Posted by Josh Reiter at May 9, 2006 06:19 PM

Easily, perhaps, but not cheaply. And it still wouldn't solve the problem of booms during ascent and entry.

Posted by Rand Simberg at May 9, 2006 06:21 PM

Perhaps NASA will offer a cash prize for a boomless mach 2 100 passenger SST with the fuel consumption of a 737. That should get the job done pronto! :)

Posted by K at May 9, 2006 07:02 PM

Well, it might, but it would have to be a pretty big prize (on the order of billions). Of course, the market for the thing would be a much better prize.
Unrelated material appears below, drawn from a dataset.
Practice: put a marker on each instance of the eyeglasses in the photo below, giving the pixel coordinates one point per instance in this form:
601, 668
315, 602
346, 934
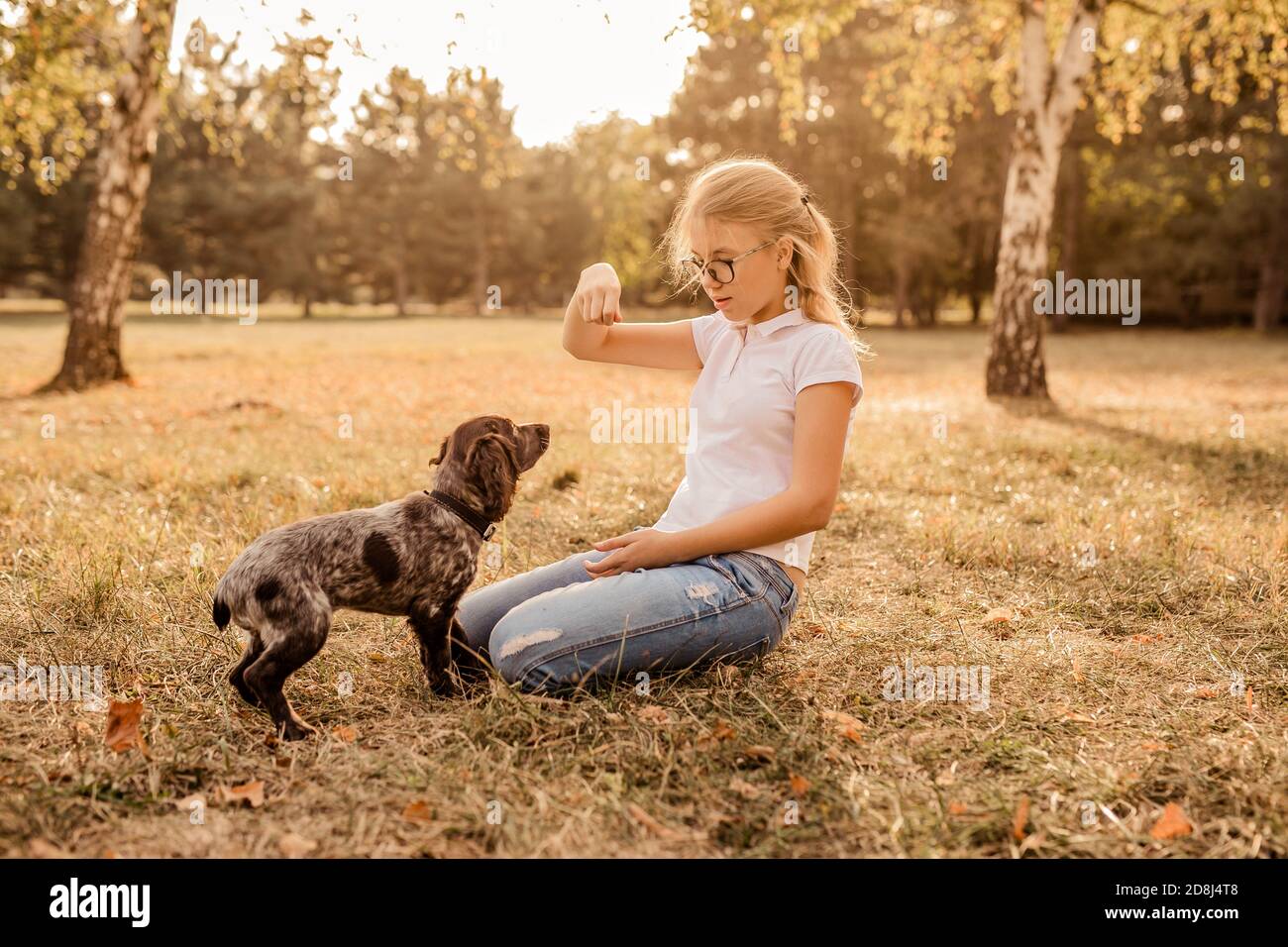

Posted by Rand Simberg at May 10, 2006 07:06 AM

I have not looked into it. But I think what is behind the supersonic/hypersonic transport thing is NASDA, the Japanese space agency. NASDA has all of the same problems as NASA, just on a smaller scale. They developed the H-2 booster, which is too expensive to use for commercial satellite launch, after spending enormous amounts of money on it.

This hypersonic airliner project is the next boondoggle.

I cannot see Japanese industry being behind this. Japanese industry has been tremendously successful building high-quality, low-cost products for the masses. The economics of a hypersonic airliner go completely against this business strategy.

Posted by Kurt at May 10, 2006 11:21 AM

I was right. It is the Japanese space agency that is behind this. JAXA is the successor organization to NASDA, with all of the same issues.

Posted by Kurt at May 10, 2006 11:24 AM

I don't see the problem, Professor X/Charles Xavier was able to transport his students and teachers at about mach 3, from his tennis court.

Posted by wickedpinto at May 10, 2006 12:15 PM


> Well, now we understand the "nose cone" problem. They're referring
> to the scramjet experiments performed in Australia recently. But these
> have nothing to do with supersonic transports.

I think they're referring to a separate set of launches, which used a solid-fuel rocket to accelerate a scale model of the SST to Mach 2. No scramjet involved, just a structural model.

http://www.livescience.com/technology/ap_050823_supersonic.html

Apparently, someone thought that would be cheaper than getting wind tunnel time, but since they've run into problems, they've reconsidered. So, the reason they "need some kind of cooperation with NASA" is to get access to the NASA wind tunnels.

Which is not nearly as dramatic as the journalists would lead us to believe.